Le Mans, Poitiers und Angoulême

Morgens kurz vor sieben steht das Thermometer in Le Mans bei -1 Grad, Eigentlich sollte man sich die Decke noch einmal über den Kopf ziehen und hoffen, dass die Kältewelle schnell vorübergeht. Stattdessen zieh ich schnell irgendwas an und versuche, an Rezeption oder Frühstücksbüffet des Hotel La Pommeraie an Kaffee zu kommen. Gelingt, nachdem ich einen Klingelknopf gefunden habe.

 

Beim Käffchen machen wir Pläne. Bordeaux? Noch zu weit. Tours? Och… Also Poitiers. Diese Stadt in Aquitanien haben wir schon länger auf dem Zettel. Die mittelalterliche Geschichte kennen wir so gut wie… Gelogen, aber ein bisschen wissen wir schon.

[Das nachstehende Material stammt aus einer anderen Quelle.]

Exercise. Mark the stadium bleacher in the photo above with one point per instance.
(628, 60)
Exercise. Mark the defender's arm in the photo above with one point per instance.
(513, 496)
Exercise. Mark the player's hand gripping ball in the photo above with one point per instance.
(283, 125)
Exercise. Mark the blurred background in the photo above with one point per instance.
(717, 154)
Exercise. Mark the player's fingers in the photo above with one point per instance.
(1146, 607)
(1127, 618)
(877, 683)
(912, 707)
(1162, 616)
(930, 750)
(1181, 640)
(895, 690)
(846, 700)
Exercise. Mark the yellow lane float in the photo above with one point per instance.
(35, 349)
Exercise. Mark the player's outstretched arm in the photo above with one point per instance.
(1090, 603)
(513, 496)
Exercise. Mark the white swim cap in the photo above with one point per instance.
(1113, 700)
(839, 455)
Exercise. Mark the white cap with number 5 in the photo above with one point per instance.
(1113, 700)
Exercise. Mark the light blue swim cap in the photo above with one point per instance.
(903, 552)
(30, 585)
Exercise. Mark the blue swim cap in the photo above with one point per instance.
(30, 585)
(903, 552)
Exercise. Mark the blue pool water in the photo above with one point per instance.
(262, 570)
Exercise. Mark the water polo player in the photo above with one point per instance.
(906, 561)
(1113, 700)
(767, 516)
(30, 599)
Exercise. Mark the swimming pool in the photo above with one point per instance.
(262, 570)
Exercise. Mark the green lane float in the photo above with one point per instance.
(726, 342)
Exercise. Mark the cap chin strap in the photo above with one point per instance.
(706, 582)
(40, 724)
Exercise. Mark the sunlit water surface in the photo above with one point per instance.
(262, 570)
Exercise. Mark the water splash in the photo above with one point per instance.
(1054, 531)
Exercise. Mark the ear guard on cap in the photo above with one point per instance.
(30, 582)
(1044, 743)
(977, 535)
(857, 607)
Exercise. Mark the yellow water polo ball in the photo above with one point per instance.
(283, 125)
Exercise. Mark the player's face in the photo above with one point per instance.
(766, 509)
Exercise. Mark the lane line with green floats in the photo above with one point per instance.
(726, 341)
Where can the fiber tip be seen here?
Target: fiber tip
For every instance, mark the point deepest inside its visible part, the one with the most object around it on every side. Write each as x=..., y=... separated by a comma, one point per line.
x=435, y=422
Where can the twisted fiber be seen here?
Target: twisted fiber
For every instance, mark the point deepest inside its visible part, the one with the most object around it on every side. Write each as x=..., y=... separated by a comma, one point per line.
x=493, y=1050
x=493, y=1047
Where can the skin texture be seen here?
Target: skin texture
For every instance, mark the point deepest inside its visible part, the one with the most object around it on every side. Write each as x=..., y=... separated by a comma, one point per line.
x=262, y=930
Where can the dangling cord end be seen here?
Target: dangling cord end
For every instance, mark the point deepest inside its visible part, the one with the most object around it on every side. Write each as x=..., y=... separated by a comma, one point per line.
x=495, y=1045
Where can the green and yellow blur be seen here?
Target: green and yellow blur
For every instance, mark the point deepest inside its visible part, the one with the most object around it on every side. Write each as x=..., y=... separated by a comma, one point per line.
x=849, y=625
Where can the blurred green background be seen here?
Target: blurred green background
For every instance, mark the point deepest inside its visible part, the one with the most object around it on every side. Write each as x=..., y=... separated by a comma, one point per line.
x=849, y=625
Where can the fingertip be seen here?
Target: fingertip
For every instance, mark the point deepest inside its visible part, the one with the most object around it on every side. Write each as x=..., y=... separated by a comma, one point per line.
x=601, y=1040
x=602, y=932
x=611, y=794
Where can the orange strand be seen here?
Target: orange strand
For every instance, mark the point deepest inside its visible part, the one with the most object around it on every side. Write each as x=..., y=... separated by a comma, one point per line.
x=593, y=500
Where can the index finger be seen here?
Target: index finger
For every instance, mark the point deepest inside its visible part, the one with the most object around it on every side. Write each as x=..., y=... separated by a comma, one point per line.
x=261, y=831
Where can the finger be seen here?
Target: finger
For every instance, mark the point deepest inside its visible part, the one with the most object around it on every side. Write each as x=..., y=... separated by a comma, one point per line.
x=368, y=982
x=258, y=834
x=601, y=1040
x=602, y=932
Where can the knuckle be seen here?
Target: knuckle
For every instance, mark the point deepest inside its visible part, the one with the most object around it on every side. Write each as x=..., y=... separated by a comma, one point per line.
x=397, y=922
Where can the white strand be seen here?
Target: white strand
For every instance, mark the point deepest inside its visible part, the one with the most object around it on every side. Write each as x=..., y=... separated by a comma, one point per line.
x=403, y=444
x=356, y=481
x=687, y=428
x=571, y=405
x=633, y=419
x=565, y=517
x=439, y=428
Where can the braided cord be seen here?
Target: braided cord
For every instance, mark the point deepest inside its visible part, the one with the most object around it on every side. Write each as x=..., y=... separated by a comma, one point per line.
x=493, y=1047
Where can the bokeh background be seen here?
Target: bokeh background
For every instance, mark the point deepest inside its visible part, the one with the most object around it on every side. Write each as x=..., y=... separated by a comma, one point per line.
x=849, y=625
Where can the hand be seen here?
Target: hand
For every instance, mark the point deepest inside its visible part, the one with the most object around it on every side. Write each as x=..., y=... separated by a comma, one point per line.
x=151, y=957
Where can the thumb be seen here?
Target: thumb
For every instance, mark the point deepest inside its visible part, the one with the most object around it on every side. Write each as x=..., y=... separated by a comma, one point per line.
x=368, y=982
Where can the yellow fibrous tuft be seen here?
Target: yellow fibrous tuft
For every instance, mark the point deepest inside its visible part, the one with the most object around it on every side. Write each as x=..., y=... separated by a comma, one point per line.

Vielleicht hat es ja einen Grund, aus dem wir mindestens vier-, fünfmal an Poitiers vorbeigerauscht sind. Um ein bisschen mehr von dieser Ecke Frankreichs zu sehen, fahren wir via Landstrasse. 

 

Im Vallee du Loir muss ich mal eben nachlesen, wo denn hier das „e“ geblieben ist. Aha: Es gibt Le Loir und natürlich die berühmte grosse Schwester, La Loire. Schon jetzt entdecken wir feine Schlösschen, Herrenhäuser und Gehöfte. In den Dörfern ist nichts los, dafür gibt es Automaten für frisches Baguette oder auch mal eine Pizza. Die Landschaft wechselt von rau zu lieblich und wieder zurück. Einen langen Abschnitt fahren wir über eine schnurgerade Strasse, auf der höchstens mal vor Wildschweinen und Rehen gewarnt wird. Wir sehen überhaupt nichts Wildes, dafür aber bald die Vororte von Poitiers. Und dazu etwas Regen.

 

Keine guten Vorzeichen, und wahrscheinlich tun wir Poitiers auch unrecht: Langweilig. Parkhaus, unspektakuläre Plat du jour in einer Brasserie. Und nun? Wir hatten überlegt, zwei Tage in Poitiers zu bleiben, tatsächlich haben wir schon nach zwei Stunden die Nase voll. Aber Wochenende in Bordeaux?

 

Wir machen einen Kompromiss mit uns, planen einen Stopp in Angoulême. Darüber wissen wir überhaupt nichts. Also mal fix gucken, was da los ist. Über die N10 und dann direkt ins Centre. Schockverliebt! Mittelalter, viel Bebauung aus dem 17. und 18. Jahrhundert diversen Louis nachempfunden. Hübsch! Und zwar das historische Zentrum, das auf einem Hügel hoch über der Charente thront. Lustlos hatten wir schon mal ein Hotel ausgeguckt, mit Vorfreude checken wir direkt ein und lassen das Auto im abgeschlossenen Hinterhof.

 

Das Hotel Européen ist hell und praktisch, liegt im historischen Zentrum und damit genau dort, wo wir uns mal umsehen wollen. Eine nette Frau an der Rezeption weist uns den Weg, und aufwärts geht es. Beeindruckend die Église Martial, aber erst das Rathaus! Über eine Fussgängerzone, vorbei an unzähligen Bars und Restaurants, landen wir vorm Justizpalast, auf den Paris neidisch sein könnte. Rundherum übrigens kleine, interessante Boutiquen, keine Ketten, sondern sehr individuelle Geschäfte. Wir laufen weiter und sehen schon von weitem die mächtige Kathedrale, die wir auf den letzten Drücker sogar noch besuchen können. Sehr imposant, riesig.

 

Der Blick von dort über über die Stadt und das umliegende Land hat bei untergehender Sonne etwas Mystisches. Der Zauber von Angoulême nimmt uns gefangen. Das erschöpft, also lassen wir uns im eng besetzten Chez H nieder, einem echten Chinesen, der Nudeln und mehr selber macht. Sehr wohlschmeckend, sehr chinesisch.

 

Die letzten Meter zum Hotel taumeln wir mausemüde fast mehr, als würden wir marschieren. Sehr schön, dieser 40000-Einwohnerort, sehr müde, diese Klitzings.